Big Data Cultures symposium abstracts

Tomorrow the Big Data Cultures symposium that I have convened at the University of Canberra is taking place. There is a very interesting program from a range of Australian academics working on the social, cultural and political dimensions of the big data phenomenon. Here are the abstracts:

Keynote: ‘Visual dimensions’

Greg More, RMIT University

It’s a small problem for data to scale, but a wicked problem for us to make sense of big data that scales to infinity.  The aim of this article is to explore the translation of data into geometrical relationships: the art and design of creative forms of data visualisation to give data a meaningful visual dimension. Data has dimensionality, but not in a geometrical sense. Topology – the mathematical study of shape – will be used as lens to examine projects where designers utilise metaphors and abstraction to construct visual languages for data. Consider this cartography of data that makes sense of a scaleless territory. What is important in this examination how the designers of data visualisations understand the character of the data itself – the texture, nuance and signal contained within the information – and use this to make data tangible and at a scale we can interact with.

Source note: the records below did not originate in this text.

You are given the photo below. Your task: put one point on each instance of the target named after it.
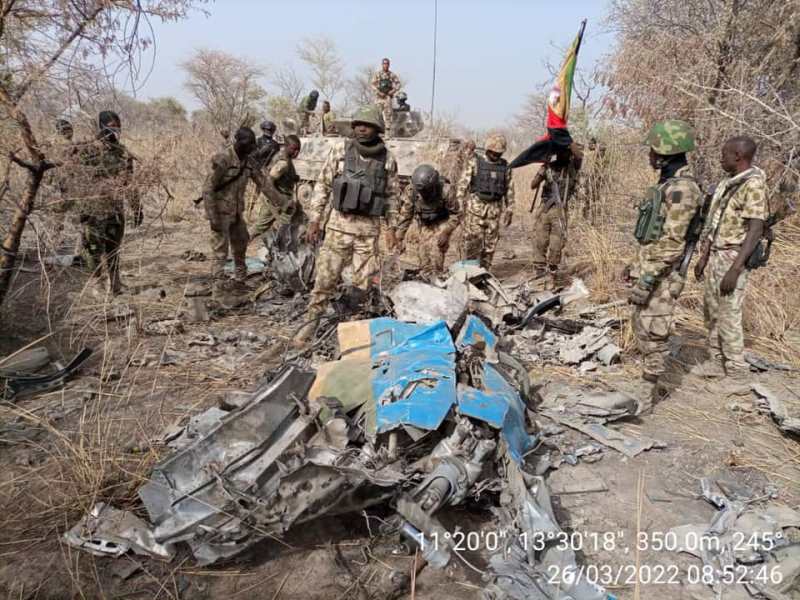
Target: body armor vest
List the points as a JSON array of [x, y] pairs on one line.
[[384, 84], [430, 210], [490, 181], [652, 215], [361, 188], [286, 182]]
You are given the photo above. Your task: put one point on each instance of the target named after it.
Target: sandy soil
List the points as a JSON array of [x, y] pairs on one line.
[[96, 439]]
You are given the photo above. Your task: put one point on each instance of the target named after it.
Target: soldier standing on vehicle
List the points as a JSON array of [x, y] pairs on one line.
[[305, 112], [223, 200], [402, 102], [106, 182], [430, 201], [278, 202], [328, 119], [385, 84], [486, 193], [559, 178], [665, 217], [732, 231], [355, 195]]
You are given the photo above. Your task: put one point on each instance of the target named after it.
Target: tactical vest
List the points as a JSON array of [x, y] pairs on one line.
[[361, 188], [652, 215], [430, 211], [384, 84], [490, 181], [288, 179]]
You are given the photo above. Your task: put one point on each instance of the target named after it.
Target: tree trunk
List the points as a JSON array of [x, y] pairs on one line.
[[10, 247]]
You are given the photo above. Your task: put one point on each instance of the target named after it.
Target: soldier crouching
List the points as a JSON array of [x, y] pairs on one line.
[[429, 201]]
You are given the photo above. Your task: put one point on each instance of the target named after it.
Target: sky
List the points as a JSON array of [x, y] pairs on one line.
[[490, 53]]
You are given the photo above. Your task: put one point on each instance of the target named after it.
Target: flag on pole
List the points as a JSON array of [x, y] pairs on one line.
[[558, 103]]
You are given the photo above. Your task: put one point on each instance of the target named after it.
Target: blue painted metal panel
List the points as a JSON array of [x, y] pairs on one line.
[[473, 331], [499, 404], [414, 377]]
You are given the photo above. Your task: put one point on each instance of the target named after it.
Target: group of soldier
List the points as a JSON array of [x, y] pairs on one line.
[[671, 219], [358, 196]]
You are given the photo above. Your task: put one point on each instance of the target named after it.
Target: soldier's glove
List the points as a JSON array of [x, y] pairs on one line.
[[313, 232], [391, 240], [640, 293]]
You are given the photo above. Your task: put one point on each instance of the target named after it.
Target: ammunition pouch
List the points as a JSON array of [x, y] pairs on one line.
[[490, 182], [353, 196], [384, 85], [760, 255], [650, 223], [432, 211]]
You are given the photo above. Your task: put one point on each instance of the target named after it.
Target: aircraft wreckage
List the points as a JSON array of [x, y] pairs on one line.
[[420, 416]]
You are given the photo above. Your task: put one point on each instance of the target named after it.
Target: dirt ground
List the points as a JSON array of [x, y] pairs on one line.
[[97, 438]]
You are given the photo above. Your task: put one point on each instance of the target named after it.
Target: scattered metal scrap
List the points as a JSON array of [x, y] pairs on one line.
[[411, 412], [783, 417], [23, 385], [587, 410], [745, 549]]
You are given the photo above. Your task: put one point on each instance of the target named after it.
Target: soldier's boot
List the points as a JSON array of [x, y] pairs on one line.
[[551, 279]]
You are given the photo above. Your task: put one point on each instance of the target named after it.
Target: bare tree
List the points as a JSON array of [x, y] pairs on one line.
[[288, 84], [226, 86], [359, 88], [51, 42], [321, 55], [728, 66]]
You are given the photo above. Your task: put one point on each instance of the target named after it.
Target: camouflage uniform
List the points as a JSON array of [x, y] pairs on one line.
[[736, 200], [652, 322], [223, 199], [550, 218], [385, 84], [349, 238], [328, 123], [430, 254], [104, 183], [482, 217], [278, 203]]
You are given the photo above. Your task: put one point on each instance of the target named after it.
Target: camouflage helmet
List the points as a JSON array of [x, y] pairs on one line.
[[496, 143], [424, 177], [368, 114], [670, 137]]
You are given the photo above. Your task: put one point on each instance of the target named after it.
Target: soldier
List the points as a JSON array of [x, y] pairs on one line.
[[430, 200], [732, 231], [560, 178], [665, 217], [328, 120], [109, 173], [266, 146], [402, 102], [223, 200], [354, 196], [305, 111], [385, 84], [278, 204], [486, 193]]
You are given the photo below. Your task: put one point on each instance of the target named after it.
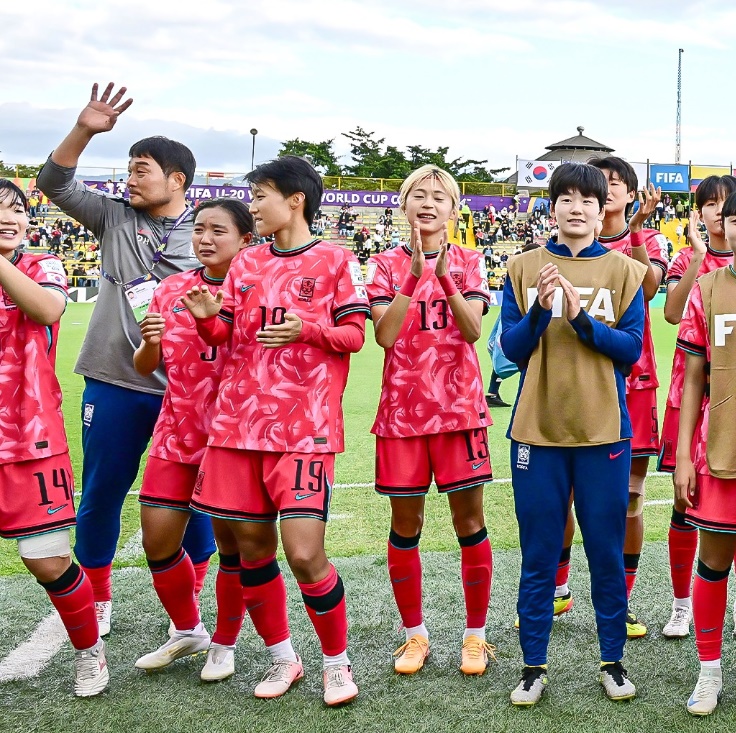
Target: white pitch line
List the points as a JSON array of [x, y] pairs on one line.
[[32, 656]]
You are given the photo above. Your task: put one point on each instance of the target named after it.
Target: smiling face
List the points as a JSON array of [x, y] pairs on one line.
[[710, 215], [429, 203], [216, 240], [149, 187], [13, 222], [619, 197], [577, 215]]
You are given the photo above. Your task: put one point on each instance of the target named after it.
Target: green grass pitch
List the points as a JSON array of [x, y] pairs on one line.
[[440, 698]]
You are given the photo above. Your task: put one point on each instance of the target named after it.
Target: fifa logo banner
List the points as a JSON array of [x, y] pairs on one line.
[[535, 173], [670, 177]]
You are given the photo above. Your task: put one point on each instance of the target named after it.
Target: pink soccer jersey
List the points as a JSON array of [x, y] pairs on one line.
[[432, 381], [680, 262], [192, 369], [287, 399], [31, 422], [693, 338], [644, 372]]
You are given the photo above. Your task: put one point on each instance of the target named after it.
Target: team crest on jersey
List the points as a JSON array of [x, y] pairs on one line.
[[8, 301], [522, 456], [356, 274], [306, 290]]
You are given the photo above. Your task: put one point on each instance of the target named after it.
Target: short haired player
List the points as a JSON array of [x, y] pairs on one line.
[[427, 301]]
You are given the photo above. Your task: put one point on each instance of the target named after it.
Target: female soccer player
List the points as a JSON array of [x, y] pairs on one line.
[[707, 484], [36, 482], [295, 310], [427, 301], [222, 228]]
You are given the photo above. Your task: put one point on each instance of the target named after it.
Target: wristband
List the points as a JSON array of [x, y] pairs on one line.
[[638, 239], [448, 285], [409, 286]]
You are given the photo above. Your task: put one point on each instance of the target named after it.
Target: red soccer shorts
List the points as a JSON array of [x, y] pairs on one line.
[[168, 484], [642, 404], [260, 486], [458, 460], [715, 504], [36, 496], [670, 434]]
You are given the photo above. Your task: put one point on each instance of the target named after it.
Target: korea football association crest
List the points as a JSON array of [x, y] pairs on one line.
[[522, 456], [306, 289]]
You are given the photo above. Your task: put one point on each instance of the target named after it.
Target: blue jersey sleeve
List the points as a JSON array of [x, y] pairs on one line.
[[621, 344], [520, 334]]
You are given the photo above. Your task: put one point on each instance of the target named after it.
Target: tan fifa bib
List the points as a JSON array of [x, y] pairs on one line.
[[719, 303], [569, 397]]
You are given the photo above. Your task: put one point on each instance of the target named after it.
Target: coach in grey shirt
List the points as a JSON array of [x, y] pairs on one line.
[[142, 241]]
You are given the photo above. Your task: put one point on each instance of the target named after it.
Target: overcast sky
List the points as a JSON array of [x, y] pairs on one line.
[[492, 79]]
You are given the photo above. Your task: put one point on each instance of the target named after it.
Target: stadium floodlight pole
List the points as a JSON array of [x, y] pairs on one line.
[[253, 132], [678, 125]]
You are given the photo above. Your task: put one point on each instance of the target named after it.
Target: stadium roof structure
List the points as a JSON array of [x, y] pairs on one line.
[[578, 149]]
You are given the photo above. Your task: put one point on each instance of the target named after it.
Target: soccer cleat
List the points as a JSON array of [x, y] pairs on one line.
[[635, 629], [707, 692], [91, 675], [103, 611], [220, 663], [339, 685], [410, 656], [178, 646], [529, 691], [475, 655], [678, 627], [281, 675], [496, 401], [615, 682], [561, 604]]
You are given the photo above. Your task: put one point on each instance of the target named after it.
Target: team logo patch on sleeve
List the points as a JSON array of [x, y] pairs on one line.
[[54, 271], [306, 290], [356, 274], [522, 456]]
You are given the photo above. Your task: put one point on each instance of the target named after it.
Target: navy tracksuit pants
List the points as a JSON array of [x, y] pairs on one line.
[[543, 478], [117, 424]]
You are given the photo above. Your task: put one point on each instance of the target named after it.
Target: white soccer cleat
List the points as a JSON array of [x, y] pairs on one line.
[[678, 627], [531, 687], [616, 682], [704, 699], [339, 685], [91, 675], [281, 675], [103, 611], [220, 663], [178, 646]]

‘To hold a social form in your hand: how far are interactive holograms of social data?’

Alexia Maddox, Deakin University and Curtin University

Starting with the question, ‘can we reanimate social data into three dimensional forms?’, this paper explores the possibility of presenting research findings in three dimensional formats. These formats could include information that we can print through 3D printers or animate through interactive holograms. This paper will interrogate this approach to data presentation and discuss from a sociological point of view the ways it could engage with Big Data.  The combination of visual presentation derived from digital trace data provides us with a lens through which to investigate social patterns and trends.  Building data into three-dimensional formats has the capacity to enhance the cognitive literacy of information and its presentation to diverse stakeholders.  A social surface, that which is defined by form, needs a conceptual framework upon which to gain dynamic presence and dimension in space. Through my research into the Herpetological community, I explored the interior structures of community and patterns of socio-technical engagement. The resulting conceptual approach from this work seeks to situate mediated sociability within social ecologies and build social data into social form. This environmental approach aligns with current trends in geodemographic analysis and incorporates the socio-technical actor that moves beyond physical space and into virtual terrains.  The challenge of this conceptual approach is to explore how Big Data can be incorporated as environmental information or digital trace data.

Stranded deviations: Big Data and the contextually marginalised’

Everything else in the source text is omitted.